I can confirm by printing the string that it has not been mutated by running the regex match.

Why does Perl seemingly only evaluate a regex expression once? I could find no information about this on Google or manuals, and the behaviour is not intuitive to me. I expect that each time you evaluate a regex match, it starts from fresh, and does not remember anything about the previous match.

Edit: For future context, this question was asked after I found a bit of code looking like this:

while ( $foo =~ /pattern/g) { $some_incrementing_var++ };

I did not understand initially how this while loop could ever terminate, as on first glance it looked like an infinite loop.


Solution

  • The /g in scalar context is one of my favorite tools, and it's documented at unusual length in perlop. That seems a weird place for it's docs, but there are flags that affect how the match operator works, and there are flags that affect how the pattern works (see Know the difference between regex and match operator flags).

    @ikegami mentions pos, which you can read about in perlfunc. Perl tracks where it is in the a string. Without /g in scalar context, the match operator starts at the beginning of the string and moves toward the end. After it matches, it's done. The next match starts at the beginning of the string again.

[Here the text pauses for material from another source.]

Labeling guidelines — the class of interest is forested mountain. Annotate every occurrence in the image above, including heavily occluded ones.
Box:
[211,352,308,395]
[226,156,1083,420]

    The \g changes this slightly. The first match starts at the beginning of the string, matches (if it can), and set the position one after where the match ended. That's the pos. The next time with \g, the match starts at pos. In your case,

    In list context, it's doing the same thing, but going to exhaustion. It makes the first match, then tries the next match starting at that position. This is why a match in list context cannot find overlapping matches: it starts matching after where the overlap would have started. Jeffrey Friedl's Mastering Regular Expressions, despite being old, is a good survey of how regexes work, different ways they could work, and how various ways preclude features that other ways might have.

    use v5.26;
    
    my $foo = "batcathat";
    
    say "pos is ", pos($foo) // 0; # not started, so undef
    
    if ($foo =~ /cat/g) {
        print "yes\n";
    } else {
        print "no\n";
    }
    
    say "pos is ", pos($foo) // 0;  # now is 6
    
    if ($foo =~ /cat/g) {
        print "yes\n";
    } else {
        print "no\n";
    }
    

    This outputs:

    pos is 0
    yes
    pos is 6
    no
    

    This position is tracked per string and is reset after a failed match with \g (just like other regex side effect variables):

    use v5.26;
    
    my $foo = "batcathat";
    
    say "pos is ", pos($foo) // 0; # not started, so undef
    
    if ($foo =~ /cat/g) {
        print "yes\n";
    } else {
        print "no\n";
    }
    
    $foo =~ /dog/g;
    
    say "pos is ", pos($foo) // 0;  # now is 0 again after failed match
    
    if ($foo =~ /cat/g) {
        print "yes\n";
    } else {
        print "no\n";
    }
    

    The output shows that both attempts to find cat work because the dog attempt failed and reset pos:

    pos is 0
    yes
    pos is 0
    yes
    

    But, there's a way to get around that too. The /c flag tells the match operator to not reset pos on failure:

    use v5.26;
    
    my $foo = "batcathat";
    
    say "pos is ", pos($foo) // 0; # not started, so undef
    
    if ($foo =~ /cat/g) {
        print "yes\n";
    } else {
        print "no\n";
    }
    
    $foo =~ /dog/gc; # will not reset pos
    
    say "pos is ", pos($foo) // 0;  # now is 6 because /c
    
    if ($foo =~ /cat/g) {
        print "yes\n";
    } else {
        print "no\n";
    }
    

    Now you are back to the original output:

    pos is 0
    yes
    pos is 6
    no
    

    This allows you do things like this very simple example. You can match for a certain thing, and if that doesn't work out, try something else without losing your place in the string:

    use v5.26;
    
    my $foo = "batcathat";
    
    $foo =~ /bat/g;
    
    if( $foo =~ /\Gmat/gc ) {
        do_mat_things();
    } elsif( $foo =~ /\Gchat/gc ) {
        do_chat_things();
    } elsif( $foo =~ /\Gcat/gc ) {
        do_cat_things();
    }
    

    This allows you to walk through the string in very complex situations and do things in the middle of matching. I think I have some examples in Mastering Perl.